Research shows that the most restrictive laws about safekeeping or preventing children’s access are also the most effective, said Lois Kaye Lee, a pediatrician and chair of the American Academy of Pediatrics’ Council on Injury, Violence and Poison Prevention.

States that hold gun owners criminally liable for every offense are associated with lower rates of firearm deaths among children under the age of 14, said Lee, who is one of the authors of the 2019 study.

“Some states are misdemeanors, like in Virginia, and in other states they are felonies. The penalties are different, the level of restriction is different, and that, at least in our study, seems to make a difference when we look at firearm deaths in children,” Lee said.

An essential factor in all gun safety laws, including safe storage and child access prevention, is public awareness and education about how guns should be stored safely, experts said.

“We don’t have any heavily funded public education campaigns so that the general public understands the dangers of children being around unsafe firearms, and that’s because of gun policy,” said Annie Andrews, a professor of pediatrics at the Medical University. from South Carolina and an expert on gun violence prevention.

As a pediatrician, Andrews said in recent years she has focused on making it more acceptable in her workplace to ask parents of children during screenings if they have firearms at home and if they are safely stored.

“We provide gun locks, free of charge, to parents who say they have firearms at home that are not properly stored,” Andrews said. “So it’s a team effort: pediatricians, school districts, public health departments and our legislators all need to work together to reduce the incidence of these tragedies.”

It’s a natural part of a child’s development to want to learn and explore their environment, which is why their parents or guardians are responsible for making sure their spaces are safe, said Dr. Kelsey Gastineau, a Nashville-based pediatrician and public health. researcher.

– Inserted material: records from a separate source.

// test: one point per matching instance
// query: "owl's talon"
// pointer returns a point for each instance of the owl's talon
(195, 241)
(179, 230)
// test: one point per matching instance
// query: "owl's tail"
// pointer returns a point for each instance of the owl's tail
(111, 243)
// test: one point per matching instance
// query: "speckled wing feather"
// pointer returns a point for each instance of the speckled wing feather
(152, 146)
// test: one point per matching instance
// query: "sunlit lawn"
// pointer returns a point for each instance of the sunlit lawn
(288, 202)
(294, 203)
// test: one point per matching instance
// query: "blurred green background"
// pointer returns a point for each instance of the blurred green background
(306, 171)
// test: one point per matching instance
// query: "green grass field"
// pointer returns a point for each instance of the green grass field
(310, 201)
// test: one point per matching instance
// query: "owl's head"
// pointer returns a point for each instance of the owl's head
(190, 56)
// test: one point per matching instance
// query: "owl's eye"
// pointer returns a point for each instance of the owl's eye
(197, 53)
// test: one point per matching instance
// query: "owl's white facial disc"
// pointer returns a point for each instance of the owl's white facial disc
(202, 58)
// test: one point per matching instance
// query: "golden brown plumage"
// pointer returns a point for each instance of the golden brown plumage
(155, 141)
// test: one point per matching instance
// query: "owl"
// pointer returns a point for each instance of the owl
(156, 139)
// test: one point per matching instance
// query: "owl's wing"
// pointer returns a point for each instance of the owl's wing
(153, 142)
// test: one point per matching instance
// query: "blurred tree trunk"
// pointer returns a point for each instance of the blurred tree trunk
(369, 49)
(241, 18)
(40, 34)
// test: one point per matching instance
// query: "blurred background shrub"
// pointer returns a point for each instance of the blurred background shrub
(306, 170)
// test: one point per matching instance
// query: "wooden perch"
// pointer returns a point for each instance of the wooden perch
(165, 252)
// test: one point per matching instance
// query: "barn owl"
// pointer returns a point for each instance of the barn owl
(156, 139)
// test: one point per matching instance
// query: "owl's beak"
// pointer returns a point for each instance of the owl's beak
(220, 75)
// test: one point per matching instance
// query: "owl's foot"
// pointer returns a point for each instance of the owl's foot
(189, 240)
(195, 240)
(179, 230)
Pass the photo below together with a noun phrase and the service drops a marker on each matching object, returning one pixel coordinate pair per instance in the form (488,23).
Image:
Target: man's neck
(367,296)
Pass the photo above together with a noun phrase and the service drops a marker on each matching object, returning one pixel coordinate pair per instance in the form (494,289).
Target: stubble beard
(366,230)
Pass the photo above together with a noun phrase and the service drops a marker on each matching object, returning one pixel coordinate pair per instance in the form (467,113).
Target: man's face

Gastineau is also an activist for the Be SMART program, a framework to help normalize conversations and educate adults about safe firearm storage. The campaign was launched in 2015 by Moms Demand Action, which has been fighting for gun safety measures since the 2012 Sandy Hook Elementary School shooting.

Volunteers for BE Smart have asked school boards in states such as Texas, California and Arkansas to adopt safekeeping notification policies. As of December, more than 8.5 million students “will live in a school district that requires schools to educate parents about the importance of safe firearm storage” in the 2023-2024 school year, according to a statement from the campaign .

“When these shootings happen, there’s so much despair, there’s so much tragedy and fear that can ripple through communities,” Gastineau said, “Giving people a place to go and look for something they can do is so important.”